What this means, is that you can have the device running the daemon not even “listen” on the ports (a port scan will not see them as open) and still make it do something you need, from a single command all the way up to a full script. Using this technique you could trigger the server to perform any sort of operation you need of it remotely (across the internet) without exposing your home network.
Knockd has only one listed dependency, so download the package and its dependency by issuing:
Install the “knock daemon” (knockd) ipk into the firmware:
./ipkg_install.sh knockd_0.5-1_mipsel.ipk ./working_dir_mini1/
Install the “packet capture” (libpcap) ipk into the firmware:
./ipkg_install.sh libpcap_0.9.4-1_mipsel.ipk ./working_dir_mini1/
As “knockd” can be invoked with an alternate configuration file (how will be explained in a future article), there is no need to perform any other operation and you may skip to the firmware building section, if its all you wanted to install.
The SSMTP package
The SSMTP package enables your router to send Email messages just like we showed in our How To Setup Email Alerts on Linux Using Gmail or SMTP for servers. We promised you back then that we will show how to configure this for DD-WRT and we will now deliver.

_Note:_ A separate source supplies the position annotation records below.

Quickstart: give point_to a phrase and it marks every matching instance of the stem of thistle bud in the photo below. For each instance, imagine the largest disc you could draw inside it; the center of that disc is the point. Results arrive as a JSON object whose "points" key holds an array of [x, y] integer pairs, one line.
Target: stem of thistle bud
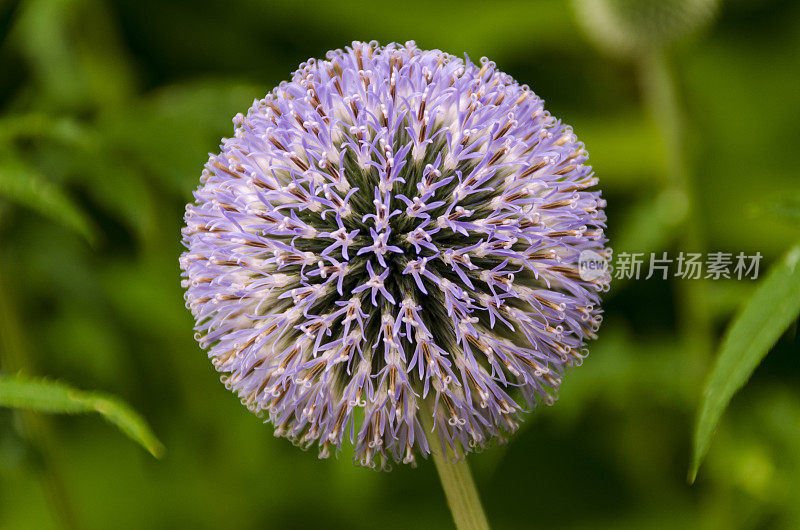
{"points": [[456, 478]]}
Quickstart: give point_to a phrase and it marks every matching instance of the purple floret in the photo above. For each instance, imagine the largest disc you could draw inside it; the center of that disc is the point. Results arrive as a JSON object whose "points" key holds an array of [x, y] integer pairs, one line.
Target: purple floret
{"points": [[393, 235]]}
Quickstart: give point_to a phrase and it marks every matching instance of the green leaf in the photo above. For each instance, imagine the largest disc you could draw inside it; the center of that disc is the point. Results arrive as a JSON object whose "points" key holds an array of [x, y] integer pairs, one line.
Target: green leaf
{"points": [[22, 392], [766, 315], [24, 185]]}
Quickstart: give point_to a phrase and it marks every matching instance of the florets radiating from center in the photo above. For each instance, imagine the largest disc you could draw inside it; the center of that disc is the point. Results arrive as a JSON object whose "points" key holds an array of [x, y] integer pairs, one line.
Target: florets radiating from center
{"points": [[394, 233]]}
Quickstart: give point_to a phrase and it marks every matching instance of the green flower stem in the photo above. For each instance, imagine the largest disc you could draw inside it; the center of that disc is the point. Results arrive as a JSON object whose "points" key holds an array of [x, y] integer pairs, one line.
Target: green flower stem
{"points": [[660, 94], [13, 358], [459, 488]]}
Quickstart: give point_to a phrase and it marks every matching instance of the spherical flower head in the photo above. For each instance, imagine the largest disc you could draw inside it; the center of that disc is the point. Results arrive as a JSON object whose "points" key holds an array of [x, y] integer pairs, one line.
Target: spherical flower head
{"points": [[389, 245]]}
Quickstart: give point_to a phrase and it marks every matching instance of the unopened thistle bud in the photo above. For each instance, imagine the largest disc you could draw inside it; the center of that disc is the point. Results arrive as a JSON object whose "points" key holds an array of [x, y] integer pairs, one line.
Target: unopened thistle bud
{"points": [[395, 233]]}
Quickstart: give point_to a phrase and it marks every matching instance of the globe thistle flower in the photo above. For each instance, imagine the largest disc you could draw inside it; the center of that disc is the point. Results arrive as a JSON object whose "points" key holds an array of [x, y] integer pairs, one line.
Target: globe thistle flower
{"points": [[391, 240]]}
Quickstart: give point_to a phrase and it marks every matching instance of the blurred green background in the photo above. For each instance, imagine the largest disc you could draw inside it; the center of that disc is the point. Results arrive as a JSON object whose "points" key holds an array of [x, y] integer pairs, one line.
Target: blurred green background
{"points": [[107, 113]]}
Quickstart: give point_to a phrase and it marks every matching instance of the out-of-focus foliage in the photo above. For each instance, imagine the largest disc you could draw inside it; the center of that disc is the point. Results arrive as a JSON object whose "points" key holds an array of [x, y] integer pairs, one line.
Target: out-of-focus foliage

This is mainly useful if your going to create scripts on the router that you would like to receive feedback on their operation via email.
This package’s setup is a bit more complex then it is on normal Linux systems because of the limitation imposed by an embedded system, so take a deep breath… ready?…. lets go…
Download the package:
Install the “ssmtp” ipk into the firmware:
./ipkg_install.sh ssmtp_2.61-1_mipsel.ipk ./working_dir_mini1/
TLS support (Optional)
SSMTP doesn’t list any other packages as its dependencies, however if you want to be able to use an smtp gateway that requires TLS authentication (i.e. Gmail), you have to install the openSSL pakage as well.

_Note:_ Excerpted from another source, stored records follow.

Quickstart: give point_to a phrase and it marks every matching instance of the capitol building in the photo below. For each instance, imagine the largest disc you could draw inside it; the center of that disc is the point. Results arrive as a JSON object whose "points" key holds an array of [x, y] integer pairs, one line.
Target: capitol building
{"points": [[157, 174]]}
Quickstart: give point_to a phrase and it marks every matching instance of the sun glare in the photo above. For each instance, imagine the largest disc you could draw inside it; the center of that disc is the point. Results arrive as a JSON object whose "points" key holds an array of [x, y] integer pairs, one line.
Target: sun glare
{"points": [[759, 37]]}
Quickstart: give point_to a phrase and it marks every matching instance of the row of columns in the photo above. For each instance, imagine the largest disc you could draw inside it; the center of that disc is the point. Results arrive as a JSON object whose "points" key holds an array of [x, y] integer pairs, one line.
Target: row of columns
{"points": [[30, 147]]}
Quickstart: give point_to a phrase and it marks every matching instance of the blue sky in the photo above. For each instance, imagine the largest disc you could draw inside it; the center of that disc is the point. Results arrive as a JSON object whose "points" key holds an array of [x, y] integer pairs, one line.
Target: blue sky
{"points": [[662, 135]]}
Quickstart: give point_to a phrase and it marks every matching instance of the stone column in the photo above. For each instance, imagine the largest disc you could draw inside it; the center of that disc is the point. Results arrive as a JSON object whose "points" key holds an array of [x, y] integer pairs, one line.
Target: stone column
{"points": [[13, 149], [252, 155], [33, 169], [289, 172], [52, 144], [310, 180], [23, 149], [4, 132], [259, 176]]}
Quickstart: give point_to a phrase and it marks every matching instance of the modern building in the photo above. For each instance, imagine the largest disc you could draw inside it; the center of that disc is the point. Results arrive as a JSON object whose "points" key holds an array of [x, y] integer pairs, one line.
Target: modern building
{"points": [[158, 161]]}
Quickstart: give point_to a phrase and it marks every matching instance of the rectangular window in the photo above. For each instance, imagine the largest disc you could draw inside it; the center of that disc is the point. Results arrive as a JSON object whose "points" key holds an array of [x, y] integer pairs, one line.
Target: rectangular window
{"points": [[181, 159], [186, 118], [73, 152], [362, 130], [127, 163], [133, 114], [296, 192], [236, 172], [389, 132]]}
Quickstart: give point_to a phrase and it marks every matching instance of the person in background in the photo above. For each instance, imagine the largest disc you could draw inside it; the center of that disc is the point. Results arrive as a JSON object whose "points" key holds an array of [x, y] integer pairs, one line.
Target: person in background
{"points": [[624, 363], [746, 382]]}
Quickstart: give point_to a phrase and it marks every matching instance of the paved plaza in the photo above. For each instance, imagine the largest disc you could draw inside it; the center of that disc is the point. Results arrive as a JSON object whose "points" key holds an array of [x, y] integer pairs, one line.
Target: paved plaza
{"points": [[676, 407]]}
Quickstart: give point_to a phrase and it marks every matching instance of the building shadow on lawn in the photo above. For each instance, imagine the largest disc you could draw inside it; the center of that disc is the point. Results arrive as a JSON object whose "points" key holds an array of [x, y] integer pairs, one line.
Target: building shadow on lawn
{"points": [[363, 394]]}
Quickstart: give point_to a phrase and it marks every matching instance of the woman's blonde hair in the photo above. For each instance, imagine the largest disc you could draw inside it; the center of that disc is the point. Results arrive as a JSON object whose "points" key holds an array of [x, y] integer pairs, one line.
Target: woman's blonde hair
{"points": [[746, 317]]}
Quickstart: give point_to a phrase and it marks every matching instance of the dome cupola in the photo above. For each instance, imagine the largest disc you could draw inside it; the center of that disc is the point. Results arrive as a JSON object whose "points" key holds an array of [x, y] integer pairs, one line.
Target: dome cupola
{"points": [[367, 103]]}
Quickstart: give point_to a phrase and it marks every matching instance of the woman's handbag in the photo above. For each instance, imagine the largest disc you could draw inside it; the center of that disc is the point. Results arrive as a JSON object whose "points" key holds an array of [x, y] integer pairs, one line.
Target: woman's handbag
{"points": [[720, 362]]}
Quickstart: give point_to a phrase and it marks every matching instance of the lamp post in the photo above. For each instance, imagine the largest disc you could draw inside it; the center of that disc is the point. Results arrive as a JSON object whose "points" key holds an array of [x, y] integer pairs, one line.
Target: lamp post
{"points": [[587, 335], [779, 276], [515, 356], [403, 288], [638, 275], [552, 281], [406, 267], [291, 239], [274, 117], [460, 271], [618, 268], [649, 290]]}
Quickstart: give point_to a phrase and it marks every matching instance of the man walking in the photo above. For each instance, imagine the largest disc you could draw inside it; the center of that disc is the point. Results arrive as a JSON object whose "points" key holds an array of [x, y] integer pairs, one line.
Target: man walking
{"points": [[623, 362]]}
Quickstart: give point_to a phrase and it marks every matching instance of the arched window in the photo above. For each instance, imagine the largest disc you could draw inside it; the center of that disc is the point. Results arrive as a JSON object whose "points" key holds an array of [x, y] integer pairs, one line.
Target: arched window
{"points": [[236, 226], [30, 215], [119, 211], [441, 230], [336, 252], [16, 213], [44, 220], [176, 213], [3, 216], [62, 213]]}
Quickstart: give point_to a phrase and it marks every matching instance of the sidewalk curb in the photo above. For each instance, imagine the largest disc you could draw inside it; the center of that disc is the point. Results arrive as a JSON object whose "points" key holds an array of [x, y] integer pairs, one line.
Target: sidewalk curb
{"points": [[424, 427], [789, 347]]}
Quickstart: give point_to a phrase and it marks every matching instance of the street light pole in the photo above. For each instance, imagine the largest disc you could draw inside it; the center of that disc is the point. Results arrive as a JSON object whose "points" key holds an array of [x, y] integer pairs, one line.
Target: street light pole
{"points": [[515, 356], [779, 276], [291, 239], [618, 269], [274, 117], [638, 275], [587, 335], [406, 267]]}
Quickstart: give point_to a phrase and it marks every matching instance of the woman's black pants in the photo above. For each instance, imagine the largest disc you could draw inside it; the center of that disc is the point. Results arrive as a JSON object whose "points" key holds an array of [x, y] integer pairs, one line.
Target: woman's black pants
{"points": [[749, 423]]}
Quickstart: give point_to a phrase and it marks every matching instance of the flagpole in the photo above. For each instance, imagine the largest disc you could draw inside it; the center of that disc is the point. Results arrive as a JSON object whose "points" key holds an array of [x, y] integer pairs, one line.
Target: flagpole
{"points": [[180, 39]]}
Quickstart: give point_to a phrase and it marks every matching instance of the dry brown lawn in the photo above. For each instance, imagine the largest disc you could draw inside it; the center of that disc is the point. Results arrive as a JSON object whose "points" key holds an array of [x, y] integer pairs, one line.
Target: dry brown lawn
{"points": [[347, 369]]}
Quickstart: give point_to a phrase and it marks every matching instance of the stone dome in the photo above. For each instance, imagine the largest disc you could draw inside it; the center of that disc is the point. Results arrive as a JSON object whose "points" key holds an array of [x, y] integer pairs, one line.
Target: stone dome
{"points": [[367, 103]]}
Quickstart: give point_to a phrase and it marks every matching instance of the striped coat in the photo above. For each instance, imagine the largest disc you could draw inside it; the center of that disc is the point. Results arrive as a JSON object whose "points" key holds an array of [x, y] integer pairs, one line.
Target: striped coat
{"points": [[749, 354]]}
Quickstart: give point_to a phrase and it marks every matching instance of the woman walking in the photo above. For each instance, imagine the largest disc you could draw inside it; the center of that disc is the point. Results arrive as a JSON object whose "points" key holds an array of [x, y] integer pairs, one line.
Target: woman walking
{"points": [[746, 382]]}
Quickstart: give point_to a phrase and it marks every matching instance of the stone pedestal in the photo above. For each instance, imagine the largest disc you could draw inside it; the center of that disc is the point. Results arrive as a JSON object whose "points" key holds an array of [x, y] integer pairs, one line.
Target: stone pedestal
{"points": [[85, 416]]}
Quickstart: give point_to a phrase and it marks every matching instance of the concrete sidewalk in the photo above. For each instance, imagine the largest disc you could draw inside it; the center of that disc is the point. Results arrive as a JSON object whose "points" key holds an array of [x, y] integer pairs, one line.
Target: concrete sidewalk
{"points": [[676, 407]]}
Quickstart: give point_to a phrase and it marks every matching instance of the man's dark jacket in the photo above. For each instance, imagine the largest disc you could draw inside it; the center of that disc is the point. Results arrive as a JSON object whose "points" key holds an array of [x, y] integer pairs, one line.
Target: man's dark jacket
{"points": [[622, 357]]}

Note: There is a HUGE drawback to doing this in the form of considerably reduced space on the router for JFFS later on. That is, the openSSL package takes about 500K of space from your total of 4MB (for a normal non “mega” supporting router), compound to that the JFFS overhead and you will discover that your left with, but a precious few, blocks of free JFFS space (about 60KB on WRT54GL).
As there are still non TLS requiring smtp servers out there (usually your ISP’s), i suggest taking a minute to think if you really need to use the TLS requiring gateway.

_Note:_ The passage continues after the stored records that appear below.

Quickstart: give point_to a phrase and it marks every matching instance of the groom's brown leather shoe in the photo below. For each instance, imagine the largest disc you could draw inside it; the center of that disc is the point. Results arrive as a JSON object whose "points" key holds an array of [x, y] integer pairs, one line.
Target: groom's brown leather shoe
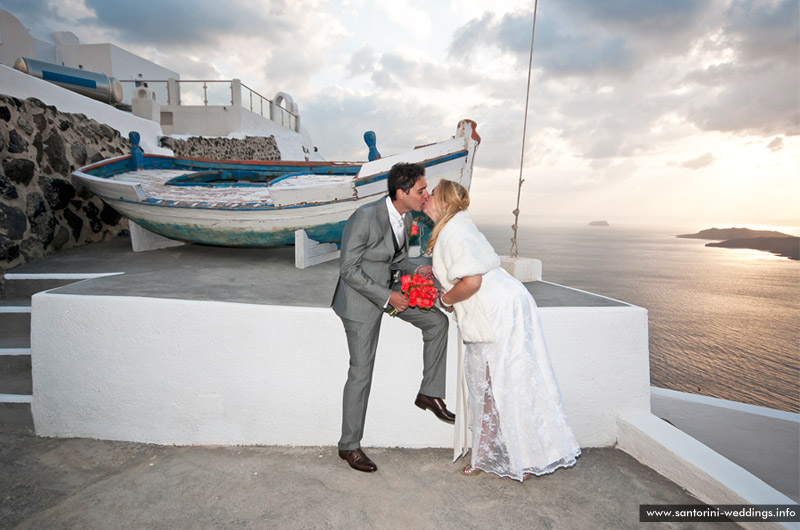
{"points": [[358, 460], [437, 406]]}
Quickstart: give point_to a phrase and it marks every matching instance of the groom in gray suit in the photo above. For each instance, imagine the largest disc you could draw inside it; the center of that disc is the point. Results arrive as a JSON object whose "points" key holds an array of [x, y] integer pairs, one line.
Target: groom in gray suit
{"points": [[374, 250]]}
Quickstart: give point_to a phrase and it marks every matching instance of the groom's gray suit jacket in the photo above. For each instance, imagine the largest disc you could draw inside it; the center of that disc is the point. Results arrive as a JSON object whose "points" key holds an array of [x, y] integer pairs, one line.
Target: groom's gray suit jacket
{"points": [[368, 258]]}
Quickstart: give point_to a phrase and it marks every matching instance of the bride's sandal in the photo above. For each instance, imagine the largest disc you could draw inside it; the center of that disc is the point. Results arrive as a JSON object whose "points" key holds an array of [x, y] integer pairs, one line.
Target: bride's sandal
{"points": [[470, 471]]}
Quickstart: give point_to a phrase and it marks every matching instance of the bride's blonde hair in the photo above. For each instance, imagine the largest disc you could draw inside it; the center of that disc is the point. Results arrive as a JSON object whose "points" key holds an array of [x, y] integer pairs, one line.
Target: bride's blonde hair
{"points": [[452, 198]]}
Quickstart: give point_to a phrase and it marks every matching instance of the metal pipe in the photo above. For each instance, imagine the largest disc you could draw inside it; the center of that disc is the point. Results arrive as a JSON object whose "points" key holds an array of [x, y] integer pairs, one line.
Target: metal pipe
{"points": [[90, 84]]}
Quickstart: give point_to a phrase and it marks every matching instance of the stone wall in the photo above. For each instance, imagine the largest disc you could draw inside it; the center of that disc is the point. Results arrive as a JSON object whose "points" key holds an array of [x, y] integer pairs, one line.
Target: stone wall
{"points": [[250, 148], [40, 209]]}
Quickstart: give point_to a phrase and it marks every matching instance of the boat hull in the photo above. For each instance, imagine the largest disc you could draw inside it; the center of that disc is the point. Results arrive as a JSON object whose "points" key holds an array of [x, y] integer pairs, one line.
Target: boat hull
{"points": [[260, 204]]}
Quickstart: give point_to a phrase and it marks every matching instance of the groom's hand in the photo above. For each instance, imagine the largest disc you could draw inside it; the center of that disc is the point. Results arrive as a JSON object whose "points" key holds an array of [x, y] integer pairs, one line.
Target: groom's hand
{"points": [[425, 271], [398, 301]]}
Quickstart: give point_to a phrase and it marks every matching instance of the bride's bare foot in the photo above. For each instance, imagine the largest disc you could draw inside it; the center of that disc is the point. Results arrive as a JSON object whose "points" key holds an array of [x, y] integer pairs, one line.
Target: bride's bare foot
{"points": [[470, 471]]}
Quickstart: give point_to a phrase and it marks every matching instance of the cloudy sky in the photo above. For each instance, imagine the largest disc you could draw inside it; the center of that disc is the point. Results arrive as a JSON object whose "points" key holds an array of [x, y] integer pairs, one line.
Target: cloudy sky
{"points": [[682, 112]]}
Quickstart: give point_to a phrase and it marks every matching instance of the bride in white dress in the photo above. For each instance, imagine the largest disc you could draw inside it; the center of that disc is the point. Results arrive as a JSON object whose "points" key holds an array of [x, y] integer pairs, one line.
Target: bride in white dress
{"points": [[518, 423]]}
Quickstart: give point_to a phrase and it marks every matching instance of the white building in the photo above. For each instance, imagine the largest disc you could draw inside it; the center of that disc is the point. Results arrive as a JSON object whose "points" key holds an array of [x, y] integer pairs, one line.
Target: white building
{"points": [[65, 49]]}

If you have decided to enable TLS support despite its disadvantage, download the openSSL package:
Install the “openSSL” (libopenssl) ipk into the firmware:
./ipkg_install.sh libopenssl_0.9.8d-1_mipsel.ipk ./working_dir_mini1/
There is a limitation with the SSMTP package, that it is not possible to invoke it with an alternate configuration file.
Because the firmware is read-only when its on the router, that means that out of the box we can only hardcode the configuration into the firmware.
However, what if we don’t want to go through all of the firmware modification steps, just to change the Email settings? (for example a password change).
To that end, both Jeremy (the firmware mod-kit creator) and myself reached the conclusion (independently if i may humbly add) that the only sane way to do this would be to:
- Make the configuration files location which the ssmtp package points to the read-only location under etc, point to the tmp directory which is writable to at runtime.
- Create a script that would dynamically generate the configurations based off of NVRAM variables at startup.
To achieve that, some additional steps are required…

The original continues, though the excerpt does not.